Ms Phillips' son Image copyright Jonathan Brady
Image caption The son of MP Jess Phillips sat on the steps of Downing Street

Hundreds of parents and children have travelled to London to protest against schools closing early on a Friday.

A number of schools in England, but mainly in Birmingham, have taken the decision to move to a shorter working week because of funding shortages.

Campaign group Save Our Schools (SOS) said more than 300 people gathered in Westminster.

Mother Lisa Hubbard said she hoped the government had been listening.

Parents from Hitchin in Hertfordshire, Stockport in Greater Manchester, Brighton, Hove and Hastings in East Sussex, Leicester and Wiltshire joined other parents in London for the protest.

Image copyright Save Our Schools
Image caption Parents gathered in Parliament Square on Friday

Ms Hubbard, from Birmingham who took her son, said: "It's been amazing overall.

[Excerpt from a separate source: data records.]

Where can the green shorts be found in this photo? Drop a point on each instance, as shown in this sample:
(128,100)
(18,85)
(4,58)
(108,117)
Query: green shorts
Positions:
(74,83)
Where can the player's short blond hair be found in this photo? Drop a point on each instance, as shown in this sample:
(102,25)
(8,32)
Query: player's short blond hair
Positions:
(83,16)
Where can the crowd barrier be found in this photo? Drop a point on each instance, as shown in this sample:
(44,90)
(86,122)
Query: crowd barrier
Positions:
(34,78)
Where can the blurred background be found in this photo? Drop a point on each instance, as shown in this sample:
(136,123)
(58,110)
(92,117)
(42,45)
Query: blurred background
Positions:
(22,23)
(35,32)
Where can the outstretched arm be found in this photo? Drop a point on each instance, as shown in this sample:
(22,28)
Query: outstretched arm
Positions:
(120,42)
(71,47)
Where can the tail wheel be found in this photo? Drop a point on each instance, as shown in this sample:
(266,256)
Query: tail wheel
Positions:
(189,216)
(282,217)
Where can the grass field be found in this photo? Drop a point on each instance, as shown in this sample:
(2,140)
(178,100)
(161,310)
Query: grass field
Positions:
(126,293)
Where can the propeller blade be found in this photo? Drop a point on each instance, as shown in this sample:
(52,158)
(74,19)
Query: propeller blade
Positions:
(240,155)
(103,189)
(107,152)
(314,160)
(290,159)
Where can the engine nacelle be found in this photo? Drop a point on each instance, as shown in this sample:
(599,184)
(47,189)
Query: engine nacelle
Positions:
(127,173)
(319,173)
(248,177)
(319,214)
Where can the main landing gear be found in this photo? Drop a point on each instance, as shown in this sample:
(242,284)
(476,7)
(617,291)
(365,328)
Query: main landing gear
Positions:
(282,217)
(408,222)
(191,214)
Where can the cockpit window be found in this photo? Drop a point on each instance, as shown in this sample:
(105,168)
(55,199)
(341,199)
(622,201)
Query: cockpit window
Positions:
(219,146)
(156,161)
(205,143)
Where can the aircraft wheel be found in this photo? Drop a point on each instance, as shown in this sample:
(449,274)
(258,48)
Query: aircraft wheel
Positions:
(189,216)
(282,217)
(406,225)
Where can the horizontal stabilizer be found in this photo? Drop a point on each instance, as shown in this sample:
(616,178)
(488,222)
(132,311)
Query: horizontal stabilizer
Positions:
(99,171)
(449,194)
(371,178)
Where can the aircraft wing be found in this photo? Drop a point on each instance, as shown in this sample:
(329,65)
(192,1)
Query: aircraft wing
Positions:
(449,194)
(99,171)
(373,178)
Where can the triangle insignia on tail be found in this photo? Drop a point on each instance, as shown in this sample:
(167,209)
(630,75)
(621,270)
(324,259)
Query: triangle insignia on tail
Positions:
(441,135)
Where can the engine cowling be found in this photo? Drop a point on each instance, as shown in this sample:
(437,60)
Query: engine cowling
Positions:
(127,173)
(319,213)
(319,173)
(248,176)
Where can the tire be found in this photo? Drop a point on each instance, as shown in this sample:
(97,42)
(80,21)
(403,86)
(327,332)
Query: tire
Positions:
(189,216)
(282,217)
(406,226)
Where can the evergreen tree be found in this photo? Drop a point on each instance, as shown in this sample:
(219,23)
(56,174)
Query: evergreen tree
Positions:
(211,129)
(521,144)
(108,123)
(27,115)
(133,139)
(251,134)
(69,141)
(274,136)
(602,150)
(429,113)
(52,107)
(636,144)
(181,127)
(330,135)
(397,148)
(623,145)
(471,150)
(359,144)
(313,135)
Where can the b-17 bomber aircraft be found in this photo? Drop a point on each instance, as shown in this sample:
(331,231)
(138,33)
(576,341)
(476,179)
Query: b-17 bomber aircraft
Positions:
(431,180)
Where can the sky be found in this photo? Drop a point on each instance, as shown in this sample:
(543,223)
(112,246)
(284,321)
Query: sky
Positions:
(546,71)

"It's been a great day, educational for the kids, learning about democracy, meeting MPs, learning to have a voice, I just hope the message got through.

"We will carry on until the children get the funds they deserve."

Kate Taylor, from (SOS), said across the country there were about 250 schools closing early on Fridays, with 27 in Birmingham.

The school Ms Phillips, the Labour MP for Yardley's son attends, is one of those shutting early from September.

"The schools haven't got enough money, for teaching assistants, support for vulnerable children - they haven't got enough money for pencils - and now they're having to close early on Friday afternoons...," Ms Taylor said.

Image copyright Save Our Schools
Image caption Children joined in the protest

The Department for Education (DfE) previously said it did not hold figures on how many schools had changed their hours.

A spokesman said: "We know schools face budgeting challenges and schools are being asked to do more.

"However, Birmingham receives per pupil funding significantly above the national average: in 2019-20, an average of £5,080 per pupil; well above the national average of £4,689.

"So we are also clear that schools in Birmingham should have no need to move to a shortened week for financial reasons."